If a modern day Rip Van Winkle fell asleep in 1960 and woke up in 2020 there would be plenty to surprise him. But had he been a careful observer of intellectual trends already well advanced in his own day, contemporary confusion over human identity would be no revelation. He’d have seen it coming. Rousseau, Wordsworth, Shelly, Blake, Nietzsche, Marx, and Darwin each in their own way set the stage for a world in which the self has turned in on itself. Our sense of what it means to be human has been psychologized, commodified, and abstracted from deeper sources of identity. We are no longer wayfarers in search of sacred order and salvific meaning. Now we are autonomous bundles of desire captive to a corrosive anti-culture and the paltriness of subversion.

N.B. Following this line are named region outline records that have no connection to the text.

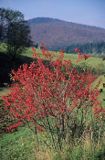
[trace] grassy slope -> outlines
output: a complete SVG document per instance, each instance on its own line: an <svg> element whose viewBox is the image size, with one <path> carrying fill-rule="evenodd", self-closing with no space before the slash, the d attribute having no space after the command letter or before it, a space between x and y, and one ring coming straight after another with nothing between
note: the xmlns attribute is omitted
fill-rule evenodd
<svg viewBox="0 0 105 160"><path fill-rule="evenodd" d="M26 55L29 57L32 57L31 49L27 50ZM76 61L76 58L77 58L77 55L65 54L65 59L71 59L73 60L73 62ZM102 59L96 58L96 57L90 58L84 61L84 63L86 63L87 65L93 68L95 67L99 70L103 70L105 68L105 61L102 61ZM105 78L103 75L101 75L97 79L97 82L99 81L99 79L102 79L102 82L105 82ZM102 88L102 83L99 87ZM5 88L0 90L0 95L4 95L7 93L8 93L8 90ZM103 99L105 96L105 89L101 95L102 95L101 99ZM105 106L104 101L103 101L103 105ZM44 135L43 136L41 135L41 137L43 140L48 141L47 139L45 139ZM49 150L49 147L47 148L47 150L44 150L42 148L44 144L42 144L42 146L38 150L38 147L35 146L36 143L34 142L35 142L35 137L33 136L32 132L30 132L26 127L20 128L17 132L14 132L14 133L1 135L0 136L0 158L1 160L7 160L7 159L8 160L34 160L36 159L35 157L37 157L38 160L42 160L42 159L52 160L52 155L53 157L55 156L54 160L66 159L66 157L65 158L63 157L64 155L62 156L55 155L55 152ZM88 146L86 145L86 147ZM72 149L72 152L69 151L66 153L66 155L68 154L69 160L73 160L73 159L79 160L82 153L86 152L85 155L87 155L87 157L85 157L85 160L87 159L92 160L91 148L86 148L87 151L83 149L84 147L81 148L80 146L76 146L74 149ZM97 154L100 152L99 146L97 147L96 152Z"/></svg>

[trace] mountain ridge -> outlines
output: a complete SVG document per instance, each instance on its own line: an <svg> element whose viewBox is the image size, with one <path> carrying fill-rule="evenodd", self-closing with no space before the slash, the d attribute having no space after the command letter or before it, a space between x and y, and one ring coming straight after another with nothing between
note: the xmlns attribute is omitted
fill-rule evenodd
<svg viewBox="0 0 105 160"><path fill-rule="evenodd" d="M48 49L65 49L72 44L105 42L105 29L56 18L37 17L28 20L34 43L43 42Z"/></svg>

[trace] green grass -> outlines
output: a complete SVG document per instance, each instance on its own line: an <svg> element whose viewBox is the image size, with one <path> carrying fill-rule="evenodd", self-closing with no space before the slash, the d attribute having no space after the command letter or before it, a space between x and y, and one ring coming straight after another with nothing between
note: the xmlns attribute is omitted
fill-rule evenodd
<svg viewBox="0 0 105 160"><path fill-rule="evenodd" d="M3 50L3 46L0 50ZM37 50L39 55L42 56L40 50ZM52 52L55 58L58 53ZM32 57L33 53L30 49L27 49L23 54L27 57ZM70 59L73 63L76 63L76 54L66 54L65 59ZM94 86L98 81L102 79L102 82L98 88L103 88L103 82L105 83L105 61L102 58L92 57L86 61L79 62L80 66L87 65L92 69L96 69L101 75L97 78ZM8 94L8 88L0 88L0 96ZM105 88L100 97L102 105L105 106ZM1 160L105 160L105 143L104 137L101 144L95 145L95 154L93 156L92 144L87 138L83 143L77 143L76 145L67 146L64 145L62 152L57 152L52 149L50 144L50 138L47 133L38 134L40 139L40 145L38 146L37 137L26 127L20 127L18 131L13 133L5 133L0 135L0 159ZM100 158L101 157L101 158Z"/></svg>
<svg viewBox="0 0 105 160"><path fill-rule="evenodd" d="M105 144L95 145L87 138L82 143L65 147L63 151L56 151L44 142L50 140L45 133L40 133L43 143L36 143L36 137L27 127L20 127L17 132L4 134L0 137L1 160L104 160ZM103 137L104 142L104 137ZM101 157L98 158L98 157Z"/></svg>

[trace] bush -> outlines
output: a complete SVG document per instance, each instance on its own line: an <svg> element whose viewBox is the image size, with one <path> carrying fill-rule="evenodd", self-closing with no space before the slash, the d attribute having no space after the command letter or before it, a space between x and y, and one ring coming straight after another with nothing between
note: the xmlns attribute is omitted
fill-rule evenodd
<svg viewBox="0 0 105 160"><path fill-rule="evenodd" d="M3 97L6 110L17 121L8 130L28 123L36 135L47 132L53 147L60 150L64 143L75 144L87 136L92 143L99 140L105 109L98 100L99 91L91 87L96 77L89 71L79 72L63 59L63 52L54 61L50 52L42 50L49 60L45 65L33 51L37 62L12 71L11 92Z"/></svg>

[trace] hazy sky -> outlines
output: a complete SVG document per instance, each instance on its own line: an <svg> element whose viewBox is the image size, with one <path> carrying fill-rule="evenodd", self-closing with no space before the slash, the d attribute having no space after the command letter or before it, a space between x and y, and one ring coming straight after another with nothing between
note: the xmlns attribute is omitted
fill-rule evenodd
<svg viewBox="0 0 105 160"><path fill-rule="evenodd" d="M105 28L105 0L0 0L0 7L20 10L25 19L53 17Z"/></svg>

In The Rise and Triumph of the Modern Self, Carl Trueman makes this case in a manner accessible to the general reader, while avoiding the special pleading that often plagues intellectual histories written for a popular audience. Trueman, who serves as professor of biblical and religious studies at Grove City College, makes clear that he has undertaken this effort in service to the church, with particular emphasis on his own Protestant tradition. Rather than a jeremiad, it is a calm and considered effort to orient Christians to historical antecedents that explain present realties many find so disorienting. He does this by applying the varied lenses of Alasdair MacIntyre, Charles Taylor, and Philip Rieff to the ideas shaping contemporary society. Trueman also reminds social and theological conservatives, those most likely to be sympathetic to his concerns, of their complicity in the same expressive individualism that animates the debates they are currently losing.
Beginning with Rousseau, Trueman identifies an inward turn away from the search for objective meaning and toward a deification of the self, unchained from the influence of corrupt social institutions. As such “he is in many ways the aboriginal paradigm for psychological man.” Augustine recognized that to be human is to have an inner psychological life operating in the context of broader social realities. But for him, and the Western intellectual tradition he influenced, this reality remained firmly imbedded in a Christian story of personal sinfulness and divine redemption. For Rousseau, “it is society and the relations and conditions that society embodies that decisively shape and … decisively corrupt individuals.”